How the Airstrike engine works: An incomplete introduction.

Sprites

The basic building block of Airstrike is the sprite type
'sprite_t'. Everything that moves, and some things that don't move, in
the game are sprites. The sprites have some basic properties in
common. They all have a position, a current animation, etc, but most
importantly each sprite has a type, represented by the C type
sprite_type_t. The type defines the behaviour of the sprite, and
supplies is with animations etc. In C++ sprite_type_t would be the
class, and sprite_t would be a general instance of this class. The
sprite type, accessible via the .type member of sprite_t, defines how
to create a sprite, what will happen if there is a collision with
other sprites etc.

Signals

The sprite type also defines how the sprite will react to
/signals/. The signal mechanism is used to communicate with the
sprites in a uniform manner without knowing their exact types. Each
sprite type may choose to catch any signals it likes, but there is
never any guarantee that the signal will be caught. This mechanism is
use to signal damage done to a sprite, for example.

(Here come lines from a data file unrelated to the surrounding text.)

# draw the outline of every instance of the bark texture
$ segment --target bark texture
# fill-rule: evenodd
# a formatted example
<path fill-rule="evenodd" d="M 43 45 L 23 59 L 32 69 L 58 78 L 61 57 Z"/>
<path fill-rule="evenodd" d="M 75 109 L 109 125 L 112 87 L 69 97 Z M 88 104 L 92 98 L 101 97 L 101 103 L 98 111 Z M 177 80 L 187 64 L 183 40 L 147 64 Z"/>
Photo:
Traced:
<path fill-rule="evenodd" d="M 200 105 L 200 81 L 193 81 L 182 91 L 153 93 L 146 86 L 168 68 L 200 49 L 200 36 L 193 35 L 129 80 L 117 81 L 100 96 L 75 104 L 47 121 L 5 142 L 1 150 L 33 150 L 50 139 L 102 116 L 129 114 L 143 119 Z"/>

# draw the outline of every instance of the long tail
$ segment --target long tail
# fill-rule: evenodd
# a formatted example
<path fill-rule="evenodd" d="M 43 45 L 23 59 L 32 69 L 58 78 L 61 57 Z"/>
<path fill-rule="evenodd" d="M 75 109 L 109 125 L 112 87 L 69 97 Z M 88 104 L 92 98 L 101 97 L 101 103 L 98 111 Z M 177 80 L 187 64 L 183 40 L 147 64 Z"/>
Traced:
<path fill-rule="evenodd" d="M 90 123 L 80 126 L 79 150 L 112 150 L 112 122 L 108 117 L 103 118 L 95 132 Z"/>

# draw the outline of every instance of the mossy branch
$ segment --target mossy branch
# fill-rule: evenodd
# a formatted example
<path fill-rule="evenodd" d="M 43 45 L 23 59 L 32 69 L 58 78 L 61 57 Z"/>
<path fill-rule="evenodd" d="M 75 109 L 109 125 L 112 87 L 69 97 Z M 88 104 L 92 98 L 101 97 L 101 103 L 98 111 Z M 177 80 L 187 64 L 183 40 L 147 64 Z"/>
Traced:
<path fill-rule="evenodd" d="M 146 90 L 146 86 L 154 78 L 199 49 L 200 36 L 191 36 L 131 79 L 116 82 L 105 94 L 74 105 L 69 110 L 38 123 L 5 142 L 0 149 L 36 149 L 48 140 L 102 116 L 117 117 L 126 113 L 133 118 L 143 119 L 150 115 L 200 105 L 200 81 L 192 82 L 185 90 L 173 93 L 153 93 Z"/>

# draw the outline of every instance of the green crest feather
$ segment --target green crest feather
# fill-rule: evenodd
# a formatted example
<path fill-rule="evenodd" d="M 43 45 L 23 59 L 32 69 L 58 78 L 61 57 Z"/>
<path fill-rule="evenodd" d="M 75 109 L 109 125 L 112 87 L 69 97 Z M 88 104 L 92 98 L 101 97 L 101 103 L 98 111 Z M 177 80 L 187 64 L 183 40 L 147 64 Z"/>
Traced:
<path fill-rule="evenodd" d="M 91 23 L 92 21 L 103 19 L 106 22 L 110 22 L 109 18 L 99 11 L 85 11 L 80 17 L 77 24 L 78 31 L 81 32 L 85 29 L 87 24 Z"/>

Only the
'important' sprites actually keep track of their internal damage, but
the signal can be sent to any sprite in a safe way. The signals can be
sent after some time, using the sprite_alarm() function. This is used
for example to let the crashed biplanes remain for a certain time in
the game before they are removed. In practice the signal system is
also used to prevent excessive castings between the different type,
and will hopefully be used to do network transparent communications in
the future.

Sprite groups

Despite the niceness and generality of of the signal mechanism it is
often convenient to keep separate types of sprites in different
groups. This simplifies things, and minimizes unneccessary
communication and collision detection. The C type sprite_group_t is
used for this purpose. The groups are used for all major operations,
like drawing and collision detection.

Sprite reference counting

Because pointers to individual sprites can be stored in many unlikely
places, there is a reference counting mechanism to keep track of the
sprites. When the reference count drops to zero the sprite is
freed. This makes it very important to use sprite_aquire(),
sprite_isvalid() and sprite_release() correctly. A sprite may be
marked as dead using the sprit_kill() function, which means that is
should be released by everyone that references it. This is done
automatically when using sprite_isvalid() before accessing the
sprite. See the code in sprite_types/biplane.c for an example of how
to use these functions.

Sprite type coding

To create a new sprite type you should: 
1) Make graphics for all its actions, add the pov files to the 
   pov directory, with the corresponding makefile targets.  
   See doc/animation.txt for some info about how to make animations.
2) Make sounds for it if needed.  
3) Code the behavior by creating a sprite_type_t struct for the new
   type. Be sure to use the REGISTER_SPRITE_TYPE() macro, and place 
   your code in a suitably named C file in the sprite_types directory. 
   It will be picked up automatically by the makefile.  
4) Implement some way for the sprite to appear in the game.

Mechanics and dynamics

The basic sprite_t function keeps track of position and velocity. For
nice mechanics it is neccessary to have more properties, and there is
a 'subclass' of sprite_t called mech_sprite_t, which have a lot of
physical properties. The interaction between sprites of this type are
handled 'automatically', and damage is distributed if impact
velocities are too high. These sprites inevitably take up more memory
and CPU, and they should only be used where accurate physics is
important. In the current game this type is used for the biplanes, the
balloons and the bombs. The functions for handling mechanics are
located in mech.c, with support from support/maths.[hc]. The mechanics
are far from done, and may do strange things in certain
situations. The properties in mech_sprite_t are not all implemented,
so beware! (and check the code).

Game levels

The level support is currently in its early stages, so currently there
can only be levels of the same size as the display. In addition to the
background image there is a special image which controlls the mask
used for collision detection with the background. This is generally
needed as the engine cannot know which parts of the background image
belongs to the foreground. Alternatively the alpha channel could be
used, but this makes things more complicated with Povray, for example.
In the future the levels are going to be made up of separate elements
and will possibly be larger than the screen. This is because it is not
optimal to have a very large level in a single {sw|hw} surface. At this
point there will also be a level editor.

  --Ulf